The Essay – The Sound and the Fury

I really enjoyed The Essay this week on Radio 3. Writer Andrew Martin suffers from phonophobia – a condition that makes extraneous noise particularly annoying.
Cheekily called The Sound and the Fury (coming just a couple of weeks after BBC Four’s excellent and completely unrelated series on twentieth century music completed), the five essays detailed how Martin first came to succumb to the condition, when he moved into a flat in Brixton near a pair of chained up dogs that barked continuously, and went into some of the sound pollution in our society. From planes going over, to unnecessary announcements and muzak, the world can obviously sometimes be a painful place for him.
I’m not sure exactly when Radio 3 upped their game with The Essay’s podcast, but you can now get every episode as a download. I’m sure that sometime in the past it just used to be a selection which was kind of annoying for a series like this. Anyway, the series seems to be on demand permanently, so I’d recommend checking it out.
One episode dealt with “muzak” which in Martin’s case means any pop music played anywhere. At times he comes across as something of a curmudgeon – real life Ed Reardon. But I grant him that there are places where you’d prefer not to hear music. However you lose marks for quoting Daily Mail articles when trying to prove your point. I’d suggest that you could prove just about anything you like with Daily Mail articles!

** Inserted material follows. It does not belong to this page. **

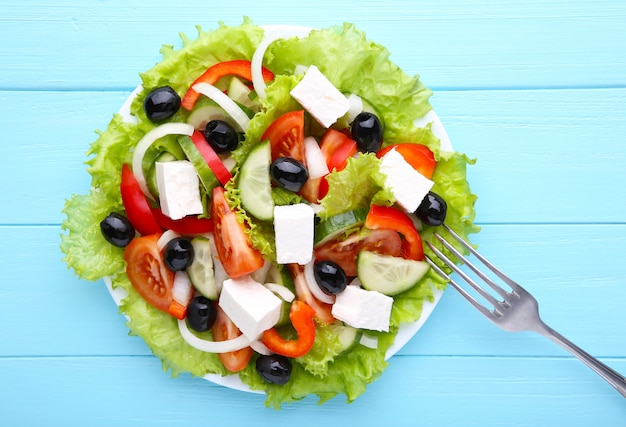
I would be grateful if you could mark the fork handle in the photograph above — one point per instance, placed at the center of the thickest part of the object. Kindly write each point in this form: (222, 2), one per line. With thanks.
(611, 376)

Perhaps the funniest episode is the one about station and train announcements. The earnest requests not to “roller-blade” in King’s Cross are pointless. I’m also fed up hearing about fullsize bicycles – although that, perhaps, is more useful for passengers. I do speak as a cyclist though!
I’ve always hated “Station Stops” which does sound like tautology. And the requests at the beginning of a journey to read the safety information, like that at the end to make sure we’ve left nothing are pointless. Not least because vast numbers of people get on the train after the first stop and leave the train before the last stop. It’s as though only those of us who start our journeys with the train at terminus should be allowed to survive having taken on board the safety information, and that none of us should care if people getting off mid-journey should forget their belongings.
Ironically, in the podcast version at least, the final essay finishes with a minute or more of silence, followed by a very high-pitched tone. I couldn’t work out whether that was something a producer had inadvertently left in when editing the podcast version, or an attempt by Martin to explain what phonophobia was like for non-sufferers. I rather suspect the former.
I’m not sure if Martin would have been happy that I listened to the whole series whilst out and about through my phone’s headphones. Indeed I was actually in King’s Cross when listening to him talk about the station’s superfluous tannoy announcements. What I do know is that he wouldn’t like my workplace with constant background music.